Yes, gluten causes Celiac Disease and it must be eliminated to treat Celiac Disease… in fact, research suggests that even an acute gluten exposure triggers a 70% increase in intestinal permeability (leaky gut) and a spikes inflammation for as much as 6-months.
But there’s a laundry list of other foods that drive inflammation and keep the gut leaky. Don’t get me wrong, gluten is the worst offender. But a Celiac’s gut is severely damaged and highly susceptible to poor food choices. If you don’t remove the “other dietary triggers” contributing to the disease, you’re going to end up sick and pissed off like I was. Going gluten-free isn’t enough… and here’s why.
Eating gluten-free is usually toxic
Mainstream literature on Celiac Disease tells us that eating gluten-free is a healthy lifestyle choice and Doctor’s regularly explain it as the only way to treat newly diagnosed Celiac Disease patients. But the treatment plan is dripping in the same conventional wisdom that created the current Standard American Diet (SAD).

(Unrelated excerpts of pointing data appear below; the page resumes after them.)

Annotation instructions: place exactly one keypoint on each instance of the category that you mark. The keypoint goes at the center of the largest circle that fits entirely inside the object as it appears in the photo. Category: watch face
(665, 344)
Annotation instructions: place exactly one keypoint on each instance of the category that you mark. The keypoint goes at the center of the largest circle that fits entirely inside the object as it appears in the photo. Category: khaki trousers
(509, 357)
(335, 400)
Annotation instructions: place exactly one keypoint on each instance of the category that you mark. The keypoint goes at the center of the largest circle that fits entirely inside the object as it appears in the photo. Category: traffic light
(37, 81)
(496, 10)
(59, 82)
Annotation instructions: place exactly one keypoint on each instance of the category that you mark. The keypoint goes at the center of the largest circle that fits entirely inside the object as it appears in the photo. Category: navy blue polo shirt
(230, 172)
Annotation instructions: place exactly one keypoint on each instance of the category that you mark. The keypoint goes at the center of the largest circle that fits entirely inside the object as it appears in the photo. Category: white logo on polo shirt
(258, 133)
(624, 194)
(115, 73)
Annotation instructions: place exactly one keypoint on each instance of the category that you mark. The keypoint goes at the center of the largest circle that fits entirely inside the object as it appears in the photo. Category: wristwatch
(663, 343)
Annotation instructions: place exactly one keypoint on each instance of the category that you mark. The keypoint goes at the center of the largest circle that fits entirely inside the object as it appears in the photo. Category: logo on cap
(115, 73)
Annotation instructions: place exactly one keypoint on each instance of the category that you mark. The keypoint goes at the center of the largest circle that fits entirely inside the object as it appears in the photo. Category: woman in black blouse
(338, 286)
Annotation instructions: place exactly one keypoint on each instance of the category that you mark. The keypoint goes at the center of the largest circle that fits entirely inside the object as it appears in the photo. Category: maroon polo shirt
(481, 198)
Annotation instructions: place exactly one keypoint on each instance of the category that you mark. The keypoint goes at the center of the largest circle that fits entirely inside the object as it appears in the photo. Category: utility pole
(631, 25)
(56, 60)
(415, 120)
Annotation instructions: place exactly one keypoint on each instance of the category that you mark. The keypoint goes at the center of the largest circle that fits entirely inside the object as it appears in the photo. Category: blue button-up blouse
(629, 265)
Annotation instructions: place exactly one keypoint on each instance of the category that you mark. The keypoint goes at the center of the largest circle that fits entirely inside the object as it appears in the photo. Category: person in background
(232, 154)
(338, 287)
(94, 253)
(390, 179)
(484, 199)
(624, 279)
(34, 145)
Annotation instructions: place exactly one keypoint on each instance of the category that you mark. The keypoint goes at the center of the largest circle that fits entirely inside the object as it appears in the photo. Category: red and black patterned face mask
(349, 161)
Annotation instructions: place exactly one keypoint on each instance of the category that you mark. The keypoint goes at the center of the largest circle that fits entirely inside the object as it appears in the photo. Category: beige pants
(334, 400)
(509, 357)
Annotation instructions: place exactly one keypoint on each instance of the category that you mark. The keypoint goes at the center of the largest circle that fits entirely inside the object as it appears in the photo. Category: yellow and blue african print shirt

That’s the rub: the average gluten-free diet is built on the same foundation as the SAD… both are low-fat, highly processed diets made up of toxic foods.
The biggest problem with the Gluten-free diet is the reliance on processed foods that are low in nutrients and high on toxins.
The standard gluten-free diet typically contains 4 specific food toxins that contribute to leaky gut, inflammation, and poor vitamin status:
- Cereal grains (like corn, rice, and oats)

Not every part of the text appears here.